TV history & traditions will never change

I remember waking up 6am every Saturday and Sunday morning, racing to wake up my sister if she wasn’t already awake and running to the TV to watch the latest Saturday Disney cartoons or Pokémon. That disappointment you would feel when you were just those 3 impatient minutes early for the show to start. The attempt to make your breakfast in time without spilling it or waking up mum or dad in the process was defiantly a challenge.

A reoccurring conversation around my dinner table lately has been mum and dad reflecting on the moment that man took their first steps on the moon in 1969.

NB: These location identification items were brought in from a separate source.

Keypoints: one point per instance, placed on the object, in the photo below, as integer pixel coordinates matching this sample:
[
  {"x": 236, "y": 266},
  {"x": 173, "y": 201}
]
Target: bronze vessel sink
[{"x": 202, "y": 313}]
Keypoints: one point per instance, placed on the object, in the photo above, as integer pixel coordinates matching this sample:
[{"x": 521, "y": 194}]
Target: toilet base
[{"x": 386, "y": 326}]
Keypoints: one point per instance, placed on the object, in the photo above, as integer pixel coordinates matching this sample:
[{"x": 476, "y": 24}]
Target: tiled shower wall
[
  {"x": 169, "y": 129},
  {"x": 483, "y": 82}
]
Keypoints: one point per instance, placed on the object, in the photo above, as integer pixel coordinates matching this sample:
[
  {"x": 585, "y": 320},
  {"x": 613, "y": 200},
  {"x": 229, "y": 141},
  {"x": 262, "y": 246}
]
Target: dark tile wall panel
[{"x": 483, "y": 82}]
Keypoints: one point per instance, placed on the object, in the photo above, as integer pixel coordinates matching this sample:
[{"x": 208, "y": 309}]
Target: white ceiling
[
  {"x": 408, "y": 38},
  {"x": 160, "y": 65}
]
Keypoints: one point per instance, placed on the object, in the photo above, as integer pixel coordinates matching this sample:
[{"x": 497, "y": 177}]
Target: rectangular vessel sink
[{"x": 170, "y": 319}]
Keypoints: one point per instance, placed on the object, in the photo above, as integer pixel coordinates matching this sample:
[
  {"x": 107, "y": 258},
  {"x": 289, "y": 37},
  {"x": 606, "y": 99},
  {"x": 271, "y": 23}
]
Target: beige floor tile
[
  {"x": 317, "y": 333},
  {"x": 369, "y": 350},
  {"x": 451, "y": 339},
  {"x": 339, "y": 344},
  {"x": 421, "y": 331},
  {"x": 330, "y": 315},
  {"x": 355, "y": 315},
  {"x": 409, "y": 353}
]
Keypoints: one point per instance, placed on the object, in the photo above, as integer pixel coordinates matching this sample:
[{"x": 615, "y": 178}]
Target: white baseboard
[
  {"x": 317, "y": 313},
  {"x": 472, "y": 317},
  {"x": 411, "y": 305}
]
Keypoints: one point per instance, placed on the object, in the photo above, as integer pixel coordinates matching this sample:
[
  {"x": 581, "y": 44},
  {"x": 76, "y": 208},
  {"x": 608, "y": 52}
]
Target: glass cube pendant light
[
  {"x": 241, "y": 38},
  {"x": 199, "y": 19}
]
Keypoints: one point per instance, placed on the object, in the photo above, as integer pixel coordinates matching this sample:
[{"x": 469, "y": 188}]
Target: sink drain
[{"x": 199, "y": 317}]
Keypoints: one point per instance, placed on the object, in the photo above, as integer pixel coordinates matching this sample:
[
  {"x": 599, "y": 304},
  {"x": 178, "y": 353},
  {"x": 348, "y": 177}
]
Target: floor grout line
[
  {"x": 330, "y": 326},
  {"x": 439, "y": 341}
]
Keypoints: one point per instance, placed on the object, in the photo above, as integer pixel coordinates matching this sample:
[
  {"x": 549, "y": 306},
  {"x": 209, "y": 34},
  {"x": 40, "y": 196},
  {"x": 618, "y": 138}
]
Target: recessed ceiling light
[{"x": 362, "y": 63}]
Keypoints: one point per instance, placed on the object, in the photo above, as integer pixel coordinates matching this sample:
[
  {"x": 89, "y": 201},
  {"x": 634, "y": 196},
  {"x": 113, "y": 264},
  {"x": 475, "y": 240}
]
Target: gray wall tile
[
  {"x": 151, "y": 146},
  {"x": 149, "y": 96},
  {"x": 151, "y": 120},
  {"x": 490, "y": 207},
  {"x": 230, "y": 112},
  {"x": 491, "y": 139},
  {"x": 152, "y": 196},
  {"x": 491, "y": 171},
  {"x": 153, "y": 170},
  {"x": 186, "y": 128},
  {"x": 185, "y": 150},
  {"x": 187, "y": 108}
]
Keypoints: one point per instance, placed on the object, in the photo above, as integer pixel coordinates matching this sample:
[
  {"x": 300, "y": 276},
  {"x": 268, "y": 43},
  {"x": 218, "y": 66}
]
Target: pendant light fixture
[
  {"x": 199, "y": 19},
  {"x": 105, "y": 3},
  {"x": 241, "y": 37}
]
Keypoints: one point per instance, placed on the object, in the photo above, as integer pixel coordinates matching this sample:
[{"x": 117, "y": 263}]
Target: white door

When I am with my children around the dinner table, I think I will reflect back on the 2000 Olympics when Kathy Freeman took the torch all the way up to start the ceremony. I remember sitting in front of the TV saying to mum, ‘why is she standing on a big barbeque’. That will be the happy story, to reflect on; I still remember mum laughing and running off to tell dad what I said. I still remember and often reflect on the 9/11 situation also. I was up early, mum had the TV on, and volume and lights woke me up from down the hall. I went and crawled into bed with mum and dad came and kissed us goodbye as he went to work. I remember looking at the TV squinting from the bright light on September 11, 2001, and seeing a small spec in the air crash into the two towers in New York City and the buildings just crumbling to the ground with panic on the streets everywhere. This is also a time of reflection for me as I am in America at the moment. I went to visit the Ground Zero area where the tragedy took place and it completely moved me. They have turned the area into a beautiful place of reflection for all of the victims that were lost in the attack. The water falls into the ground that run all day, the names around the edges of each of the buildings outline of where the buildings once stood tall. People move slowly, they don’t talk, and if they do, it’s respectful whisper. Still having the image on the dark room, the feeling of the warm bed and mums cuddles in the morning, the noise of the TV’s news presenter explaining the tragedy and showing footage of the disaster still plays in my head 15 years on and will continue to be fresh in my mind until the day I die.

When I spoke to my grandma from my dad’s side of the family about her history with the television, it surprised me. I knew that they came from a lower socio-economic background fleeing the war which influenced her television history.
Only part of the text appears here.